Laut dem US-amerikanischen Philosophen Harry G. Frankfurt gibt es „Wünsche erster Stufe“ und „Wünsche zweiter Stufe“. Ein Wunsch ersten Ranges ist etwas, das man jetzt und in der Sekunde haben möchte, Wünsche zweiten Ranges sind jene, wo man etwas zwar für richtig und gut hält, aber trotzdem nicht unmittelbar umsetzen will. Daraus speist sich, im weitesten Sinne, der „gute Vorsatz“ – heißt: Ich finde zwar etwas richtig, aber wollen tu’ ich es nicht. Tückisch. Wohl deshalb werden die meisten guten Vorsätze so häufig gebrochen.
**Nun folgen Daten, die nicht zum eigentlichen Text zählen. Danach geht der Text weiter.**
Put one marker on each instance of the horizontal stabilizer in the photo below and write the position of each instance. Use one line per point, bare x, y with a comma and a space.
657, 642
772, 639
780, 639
Die Enttäuschung ist vorprogrammiert. Wenn ein Mensch hingegen mit ganzem Herzen etwas will und sich genau überlegt, was er dafür zu tun bereit ist, steigt die Wahrscheinlichkeit, dranzubleiben.
Mit anderen Worten: Vergessen Sie alle guten Vorsätze! Konzentrieren Sie sich stattdessen lieber auf das, was Ihnen ein echtes Anliegen ist: Was will ich und mag ich mögliche Konsequenzen, die sich daraus ergeben, in Kauf nehmen?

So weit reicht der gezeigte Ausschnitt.